Why Is IoT Data Still So Bad?
First Analytics was among the first to realize the potential value of IoT data. In fact, we coined the phrase “The Analytics of Things“. Around that time we registered the domain www.analyticsofthings.com.
First Analytics chairman, Tom Davenport, followed up with several articles, such as, When will the analytics of things grow up? Quite a few years ago we posted Why your analytics aspirations will fail. More recently we presented this theme at a conference. So now, about a decade into IoT analytics, we ask, why is IoT data still so bad?
The story hasn’t changed much. While the volume and types of data have exploded, the same underlying flaws remain. Whenever we get a new piece of data from a client to assess, it never takes us long to uncover flaws.
The issues can be classified into four categories, as depicted in the accompanying figure.
- Quality: missing swaths of data.
Patterns of missingness are varied (time, location, device, intermittency, etc.), unpredictable, and much more common than one would expect.
- Quality: anomalous data
Numerical observations that are extreme, flat-out wrong or infeasible are common.
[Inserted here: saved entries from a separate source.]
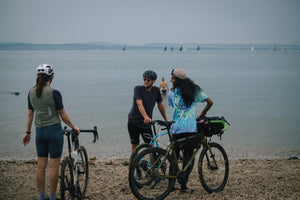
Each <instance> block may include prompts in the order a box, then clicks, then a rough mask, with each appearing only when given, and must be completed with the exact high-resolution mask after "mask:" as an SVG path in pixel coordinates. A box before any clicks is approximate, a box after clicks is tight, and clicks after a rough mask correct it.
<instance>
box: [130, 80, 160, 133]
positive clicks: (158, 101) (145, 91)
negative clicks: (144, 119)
mask: <svg viewBox="0 0 300 200" xmlns="http://www.w3.org/2000/svg"><path fill="white" fill-rule="evenodd" d="M136 99H141V100H142V101H143V106H144V108H145V111H146V113H147V115H148V116H149V117H150V118H151V119H152V112H153V108H154V106H155V103H156V102H157V103H160V102H162V98H161V94H160V91H159V88H158V87H156V86H152V89H151V90H150V91H147V90H146V88H145V87H144V86H143V85H141V86H136V87H135V88H134V94H133V104H132V107H131V110H130V112H129V114H128V120H129V121H130V122H133V123H135V124H136V125H137V126H139V127H141V128H149V127H150V125H149V124H144V117H143V116H142V114H141V113H140V111H139V108H138V106H137V104H136Z"/></svg>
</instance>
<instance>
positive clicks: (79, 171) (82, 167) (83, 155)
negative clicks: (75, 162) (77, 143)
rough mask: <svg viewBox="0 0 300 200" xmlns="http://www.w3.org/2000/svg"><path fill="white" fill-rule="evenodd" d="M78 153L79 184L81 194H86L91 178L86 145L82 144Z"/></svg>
mask: <svg viewBox="0 0 300 200" xmlns="http://www.w3.org/2000/svg"><path fill="white" fill-rule="evenodd" d="M77 154H78V161H77V162H78V169H77V175H78V184H79V188H80V193H81V196H85V192H86V188H87V184H88V178H89V163H88V156H87V151H86V149H85V147H83V146H80V147H79V148H78V150H77Z"/></svg>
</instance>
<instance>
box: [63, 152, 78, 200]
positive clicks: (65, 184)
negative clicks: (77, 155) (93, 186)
mask: <svg viewBox="0 0 300 200" xmlns="http://www.w3.org/2000/svg"><path fill="white" fill-rule="evenodd" d="M60 170H61V171H60V198H61V199H62V200H66V199H74V193H75V186H74V176H73V169H72V161H71V159H70V158H69V157H65V158H64V160H63V161H62V162H61V168H60Z"/></svg>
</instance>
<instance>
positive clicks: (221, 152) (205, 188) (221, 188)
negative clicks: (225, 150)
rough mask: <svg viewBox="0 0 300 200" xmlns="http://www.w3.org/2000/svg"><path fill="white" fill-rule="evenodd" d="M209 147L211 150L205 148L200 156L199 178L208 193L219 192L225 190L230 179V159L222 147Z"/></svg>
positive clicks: (218, 144) (210, 144)
mask: <svg viewBox="0 0 300 200" xmlns="http://www.w3.org/2000/svg"><path fill="white" fill-rule="evenodd" d="M209 145H210V149H209V148H205V149H204V150H203V151H202V152H201V154H200V158H199V168H198V170H199V178H200V181H201V184H202V185H203V187H204V189H205V190H206V191H208V192H209V193H211V192H219V191H221V190H223V188H224V187H225V185H226V182H227V179H228V174H229V165H228V158H227V155H226V153H225V151H224V149H223V148H222V146H221V145H219V144H217V143H211V144H209Z"/></svg>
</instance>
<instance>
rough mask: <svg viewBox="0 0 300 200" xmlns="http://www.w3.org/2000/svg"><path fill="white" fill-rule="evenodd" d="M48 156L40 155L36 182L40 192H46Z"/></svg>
mask: <svg viewBox="0 0 300 200" xmlns="http://www.w3.org/2000/svg"><path fill="white" fill-rule="evenodd" d="M47 162H48V157H38V166H37V170H36V183H37V188H38V191H39V193H40V194H42V193H45V173H46V167H47Z"/></svg>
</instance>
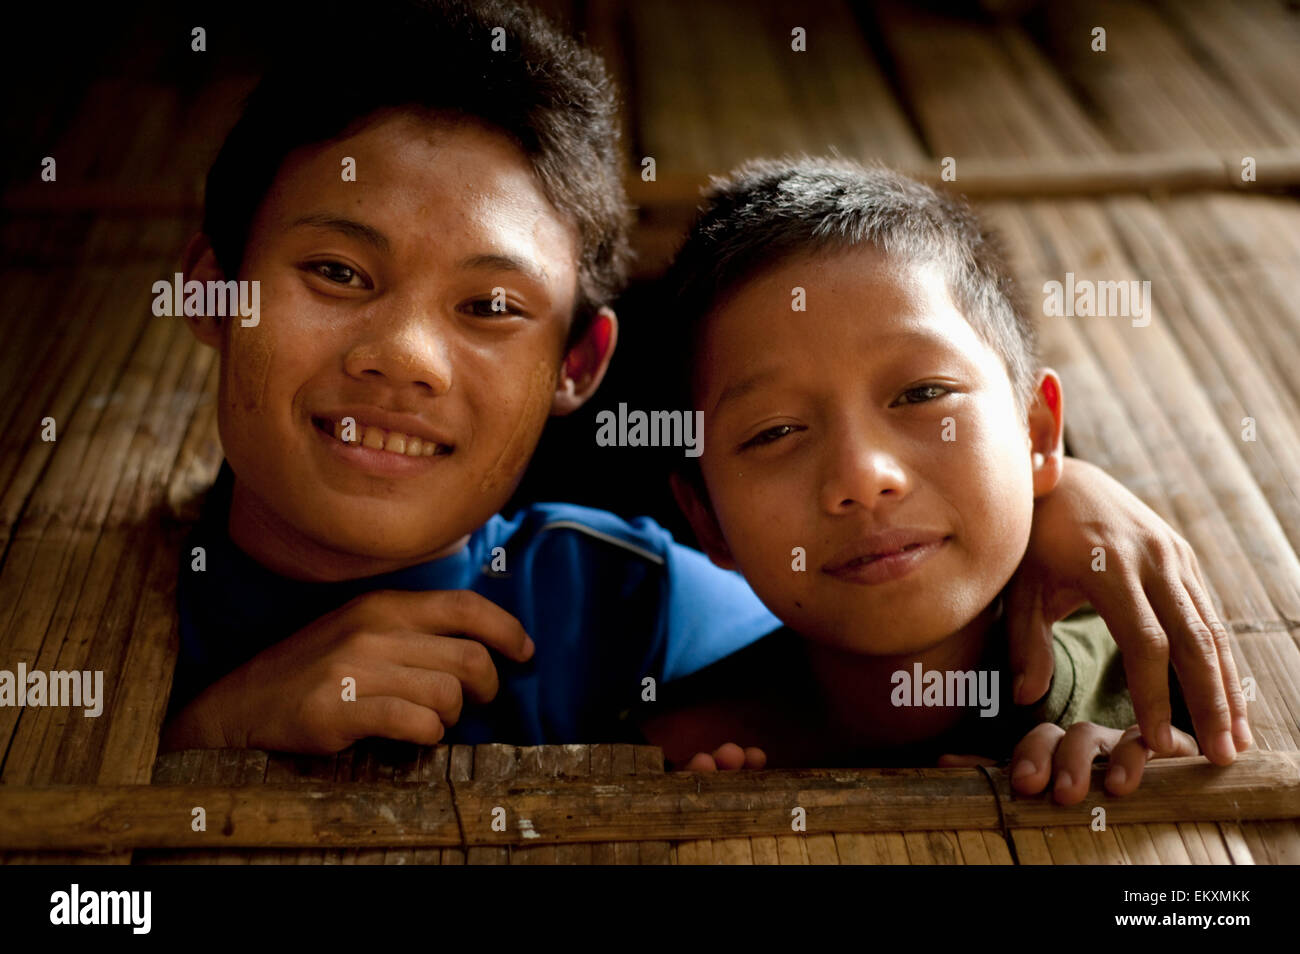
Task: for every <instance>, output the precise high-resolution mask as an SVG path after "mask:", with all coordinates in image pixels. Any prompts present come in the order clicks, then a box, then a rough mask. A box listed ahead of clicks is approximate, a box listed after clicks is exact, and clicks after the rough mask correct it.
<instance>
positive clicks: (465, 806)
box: [0, 751, 1300, 851]
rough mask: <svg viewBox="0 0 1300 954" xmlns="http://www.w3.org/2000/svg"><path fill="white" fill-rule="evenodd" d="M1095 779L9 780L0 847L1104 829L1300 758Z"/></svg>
mask: <svg viewBox="0 0 1300 954" xmlns="http://www.w3.org/2000/svg"><path fill="white" fill-rule="evenodd" d="M1102 772H1104V767H1102V766H1099V767H1097V768H1096V769H1095V773H1093V781H1092V794H1089V797H1088V798H1087V799H1086V801H1084V802H1082V803H1079V805H1076V806H1070V807H1062V806H1058V805H1056V803H1054V802H1052V801H1049V799H1048V798H1045V797H1036V798H1019V797H1013V795H1011V789H1010V781H1009V779H1008V776H1006V773H1005V772H1004V771H1002V769H989V773H988V776H985V775H984V773H983V772H982V771H979V769H972V768H910V769H887V768H861V769H806V771H781V772H750V773H731V772H724V773H716V775H692V773H685V772H677V773H672V775H664V776H630V777H627V776H607V777H591V779H537V777H516V779H513V780H502V781H487V780H474V781H455V782H451V781H443V780H439V781H437V782H434V784H394V785H372V784H317V782H309V784H294V785H248V786H242V788H229V786H222V788H216V786H211V785H157V786H155V785H112V786H86V785H70V786H52V788H19V786H3V788H0V849H21V850H83V851H113V850H122V849H138V847H186V849H221V847H361V846H372V847H402V846H407V847H417V846H424V847H432V846H464V847H468V846H476V845H542V844H564V842H572V844H577V842H604V841H656V840H681V838H710V837H754V836H770V834H790V833H792V831H797V829H794V828H792V821H793V820H794V818H796V810H797V808H802V810H803V816H805V819H806V831H807V833H829V832H833V833H849V832H900V831H902V832H906V831H922V829H997V828H1001V827H1002V825H1004V823H1005V825H1006V827H1008V828H1019V827H1031V828H1039V827H1044V825H1088V824H1091V823H1092V820H1093V814H1092V810H1093V807H1096V806H1101V807H1104V808H1105V811H1106V824H1108V825H1110V824H1122V823H1143V821H1240V820H1244V819H1282V818H1297V816H1300V753H1279V751H1257V753H1249V754H1247V755H1244V756H1242V758H1239V759H1238V762H1236V763H1235V764H1234V766H1231V767H1229V768H1217V767H1214V766H1210V764H1209V763H1208V762H1205V760H1204V759H1201V758H1188V759H1167V760H1158V762H1153V763H1151V764H1149V766H1148V767H1147V772H1145V775H1144V776H1143V784H1141V788H1140V789H1139V790H1138V792H1136V793H1134V794H1131V795H1127V797H1126V798H1110V797H1108V795H1105V794H1104V793H1102V789H1101V777H1102ZM991 781H992V785H993V788H995V789H996V790H997V798H995V797H993V789H991V786H989V782H991ZM452 789H454V792H452ZM452 794H454V795H455V797H454V798H452ZM196 806H201V807H203V808H204V810H205V812H207V831H204V832H195V831H192V828H191V818H192V810H194V808H195V807H196ZM458 812H459V824H458ZM494 821H495V824H494ZM461 832H463V833H464V834H463V837H461Z"/></svg>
- Usability: poor management of history
Machine “historians” have short-term memory: why do they call them historians if they don’t keep history for very long? And granular data is often not retained. Data is pre-aggregated to support BI and the source data disposed of.
- Usability: poor data model design
Engineers and architects do not have advanced analytics in mind when designing PLCs, event recorders, and their supporting data collection systems.
Stating again what we said those many years ago, there are indeed very valuable applications to be found in the Internet of Things. And you may be embarking on some IoT initiatives with exciting new data sources. But to avoid failure you must invest the time and effort at the very outset to qualify your data. Gaps can often be addressed through a well thought-out plan, but it will usually take time to build the right data systems and history.
Too many organizations spend the early stages of their IoT initiatives in planning for applications they later come to learn cannot be supported by the data. Using a data-first, data-driven approach is a tangible way to get your IoT initiative started and mitigate the risk of failure before you spend too much time and expense in planning.